Lol, yes I did!! Now I have a machine gun... Ho ho ho


----------



## Txmx583 (Jun 8, 2017)

The Green is coming!!!!!!


----------



## Txmx583 (Jun 8, 2017)

Doesn't look like much, but some of it is actually getting tall!! Going to mow it for the first time since scalp today to just trim the stuff that took off and let the rest catch up... (Also I can't stand not mowing haha). Can't wait to see what it looks like next weekend!!!


----------



## Redtenchu (Jan 28, 2017)

Nice! Won't be long now.


----------



## Txmx583 (Jun 8, 2017)

Some more progress this morning!! Starting to speed up the recovery now!! Hopefully this weekend it will be a lot closer!! Have a good week everyone!


----------



## Txmx583 (Jun 8, 2017)

Just cut the lawn, really starting to come through now and I can finally see stripes!!!! Super excited and I owe it all to you guys for turning me on to reel mowing!!!!!

HOC 5/8"


After mow cigar and beer!!


----------



## Ware (Jan 28, 2017)

Very nice! Congrats!


----------



## Crimson2v (Jun 25, 2017)

Looks great!


----------



## Txmx583 (Jun 8, 2017)

Thanks guys!!!


----------



## Txmx583 (Jun 8, 2017)

Took John McLane out for another cut this morning!! Really happy with how the yard is progressing at 5/8" HOC!!! Here's some pics


New domination line coming in haha


----------



## Redtenchu (Jan 28, 2017)

Very nice! &#128077;&#127995;


----------



## Txmx583 (Jun 8, 2017)

Thanks, it's getting there!!! Going to do another Milo app tomorrow morning!! You and Ware have been my motivators!!!


----------



## SGrabs33 (Feb 13, 2017)

Looks great. Cool stepping stone!


----------



## Txmx583 (Jun 8, 2017)

SGrabs33 said:


> Looks great. Cool stepping stone!


Thanks!! You know is Texans, they offer anything in the shape of Texas lol


----------



## elm34 (May 10, 2017)

Looking good TX. How often are you cutting it to keep it at 5/8? Are you using any PGR? I recently picked up a mclane myself and am debating on scalping now or waiting until next year with the TX heat.


----------



## Txmx583 (Jun 8, 2017)

I haven't tried any PGR yet, I'm cutting it on wed and Sundays right now and that seems to be about perfect!! Scalping sucked in this heat but I'm glad I did it now!


----------



## cnet24 (Jul 14, 2017)

Txmx583 said:


> Just cut the lawn, really starting to come through now and I can finally see stripes!!!! Super excited and I owe it all to you guys for turning me on to reel mowing!!!!!
> 
> HOC 5/8"
> 
> ...


I recognize that can anywhere. Love me some Yuengling.


----------



## Txmx583 (Jun 8, 2017)

cnet24 said:


> Txmx583 said:
> 
> 
> > Just cut the lawn, really starting to come through now and I can finally see stripes!!!! Super excited and I owe it all to you guys for turning me on to reel mowing!!!!!
> ...


Yep!!!! A friend brought me some from PA, it's really good!!


----------



## kur1j (Jul 2, 2017)

Thanks for the progress pictures! I'm using your yard as an example to not freak my wife out when i scalp my yard.


----------



## Txmx583 (Jun 8, 2017)

kur1j said:


> Thanks for the progress pictures! I'm using your yard as an example to not freak my wife out when i scalp my yard.

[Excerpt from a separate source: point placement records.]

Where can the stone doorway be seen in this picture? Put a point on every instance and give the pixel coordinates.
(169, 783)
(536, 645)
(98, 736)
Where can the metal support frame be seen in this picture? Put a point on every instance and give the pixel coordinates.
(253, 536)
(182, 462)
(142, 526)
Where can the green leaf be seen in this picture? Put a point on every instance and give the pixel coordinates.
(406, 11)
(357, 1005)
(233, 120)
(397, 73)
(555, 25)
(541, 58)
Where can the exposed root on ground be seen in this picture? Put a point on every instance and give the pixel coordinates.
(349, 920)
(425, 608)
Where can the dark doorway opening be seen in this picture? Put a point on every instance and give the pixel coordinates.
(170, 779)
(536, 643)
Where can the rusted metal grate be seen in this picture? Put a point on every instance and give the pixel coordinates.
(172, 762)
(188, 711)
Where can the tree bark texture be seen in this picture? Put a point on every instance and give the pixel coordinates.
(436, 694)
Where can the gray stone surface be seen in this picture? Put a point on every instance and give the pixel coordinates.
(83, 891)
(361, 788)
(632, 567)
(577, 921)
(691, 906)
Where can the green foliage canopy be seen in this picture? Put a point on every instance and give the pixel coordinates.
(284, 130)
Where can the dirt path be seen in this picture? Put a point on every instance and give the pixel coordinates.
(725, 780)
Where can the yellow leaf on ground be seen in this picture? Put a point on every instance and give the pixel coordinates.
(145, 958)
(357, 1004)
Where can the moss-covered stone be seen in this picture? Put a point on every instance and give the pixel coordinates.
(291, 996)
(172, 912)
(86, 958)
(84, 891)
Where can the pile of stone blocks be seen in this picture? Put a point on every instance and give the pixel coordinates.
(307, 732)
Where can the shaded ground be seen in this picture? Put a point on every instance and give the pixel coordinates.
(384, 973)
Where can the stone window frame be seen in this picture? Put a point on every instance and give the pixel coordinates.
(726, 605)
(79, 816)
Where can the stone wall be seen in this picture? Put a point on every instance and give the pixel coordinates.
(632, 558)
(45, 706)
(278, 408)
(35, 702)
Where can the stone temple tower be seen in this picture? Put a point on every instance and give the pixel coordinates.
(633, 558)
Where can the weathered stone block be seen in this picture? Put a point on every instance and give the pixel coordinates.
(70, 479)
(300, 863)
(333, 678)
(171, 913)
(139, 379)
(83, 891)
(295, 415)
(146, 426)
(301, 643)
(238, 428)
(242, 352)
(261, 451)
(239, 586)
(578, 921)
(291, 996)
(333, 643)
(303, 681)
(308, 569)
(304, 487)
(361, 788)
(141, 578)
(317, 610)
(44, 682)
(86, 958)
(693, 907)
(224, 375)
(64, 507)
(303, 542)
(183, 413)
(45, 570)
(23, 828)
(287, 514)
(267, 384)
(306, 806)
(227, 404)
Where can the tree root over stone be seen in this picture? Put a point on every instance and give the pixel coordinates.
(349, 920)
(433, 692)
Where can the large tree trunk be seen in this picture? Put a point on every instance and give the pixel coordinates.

Awesome!! It will help, I did the same with mine after I scalped and she told me our yard looked like shit lol


----------



## Suaverc118 (Jul 28, 2017)

Tcmx583, question... I'm knew to this forum and just started learning about the reel mower. It I see your first picture of your grass and that looks amazing. Is that grass considered bad? What's the difference between that look and a shorter one once it fills in with all the green? Thanks


----------



## Txmx583 (Jun 8, 2017)

Suaverc118 said:


> Tcmx583, question... I'm knew to this forum and just started learning about the reel mower. It I see your first picture of your grass and that looks amazing. Is that grass considered bad? What's the difference between that look and a shorter one once it fills in with all the green? Thanks


It's not considered bad, just different. I had the best looking yard in my hood when it was tall, and now it's back to being the best again and it's super short. It's all in how you like it. But Bermuda grass is happier when mowed shorter and the reel mower allows you to get a really nice short cut without scalping the lawn and damaging the grass (sissor action of cutting vs brute Force of rotary mower). So it really depends on how you want your lawn to look. I have to say now that I have a reel mower, I love waking on grass that is super short, like waking on short carpet.


----------



## Suaverc118 (Jul 28, 2017)

Thanks for the feedback. I just can't imagine my wife agreeing to pay so much for one of the mowers. I'd love to mow it shorter, but yowzerz, over $1,000???!!! Is there something just as good but not that expensive? Also, before i use a reel mower, I'd have to level my grass big time. It's bumpy and on a hill. Our home is not close to flat. It starts v from the very back yard being high and ends at the front, a downward angle. Does that make sense? Not sure if a reel mower would work on a hill. I'll take pics


----------



## Txmx583 (Jun 8, 2017)

My yard is like a mine field and it still works pretty good!!! Having a front roller helps a lot. I bought my reel mower used for $250, I also can spent $1k on a mower!! If I were you and you want to get into it I would buy a used one on Craigslist and start out that way. I'm going to start leveling my yard next season.


----------



## Txmx583 (Jun 8, 2017)

Just a few from a minute ago!! Loving this reel mower!!!


----------



## Bunnysarefat (May 4, 2017)

Looks great! Roanoke is a great place to live.


----------



## Txmx583 (Jun 8, 2017)

Bunnysarefat said:


> Looks great! Roanoke is a great place to live.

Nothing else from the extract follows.